Merz hat es geschafft, die Haushalte für dieses und das nächste Jahr zu verabschieden, was zeigt, dass die Koalition unter Druck handlungsfähig ist. Das hat die Streitigkeiten über Sozialleistungen, Steuern und sogar die Wiedereinführung der Wehrpflicht jedoch nicht beigelegt. Beobachter vergleichen Merz nun mit dem ehemaligen Bundeskanzler Olaf Scholz, dem es ebenfalls nicht gelang, große Reformen durchzusetzen.
Es gibt aber auch positive Entwicklungen. Ökonomen begrüßten das im Juni beschlossene Investitionsprogramm. Dieses Paket beinhaltet verbesserte Abschreibungsregeln für Unternehmen und einen Plan zur Senkung der Unternehmenssteuern. Die Regierung erhöhte zudem die Verteidigungsausgaben.
Eine Umfrage des Ifo-Instituts ergab jedoch, dass nur 25 % der 170 befragten Ökonomen die Maßnahmen der Regierung positiv bewerteten. 42 % gaben eine negative Bewertung ab und verwiesen auf steigende Pensionskosten und das Fehlen einer langfristigen Strategie.
Die Inflation bereitet uns weitere Sorgen. Im August stieg die Inflationsrate in der Eurozone auf 2,1 Prozent und lag damit knapp über den erwarteten 2 Prozent. Andrew Kenningham, Chefökonom für Europa bei Capital Economics, erklärte, dieser Anstieg werde die Europäische Zentralbank (EZB) , die Zinsen in absehbarer Zeit anzuheben.

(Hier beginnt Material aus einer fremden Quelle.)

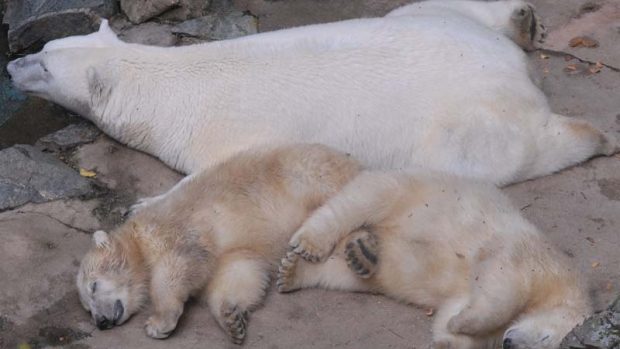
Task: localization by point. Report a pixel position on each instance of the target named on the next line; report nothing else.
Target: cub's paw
(235, 322)
(286, 273)
(159, 327)
(311, 245)
(528, 26)
(443, 344)
(361, 253)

„Die EZB-Politiker werden die Zinssätze bei ihrer Sitzung nächste Woche mit ziemlicher Sicherheit unverändert lassen und wahrscheinlich auch in den kommenden Monaten nicht belassen“, sagte er am Dienstag. „Dies dürfte den Politikern die Gewissheit geben, dass der Preisdruck im Inland weiter nachlässt.“
Irene Lauro, Eurozonen-Ökonomin bei Schroders, stimmte zu, dass die EZB vorsichtig vorgehen werde. „Mit der nachlassenden Handelsunsicherheit dürfte die Erholung der Eurozone an Dynamik gewinnen, da Unternehmen ihre Kreditaufnahme und Investitionen wieder ankurbeln.“.
„In diesem Umfeld dürfte die EZB die Zinsen im September voraussichtlich vorsichtig stabil halten“, sagte sie. Lauro erklärte außerdem, die Stabilität der Kerninflation stütze ihre Ansicht, dass die Normalisierung der Geldpolitik abgeschlossen sei, und die EZB werde das Wachstum genau trac, bevor sie über das weitere Vorgehen entscheide.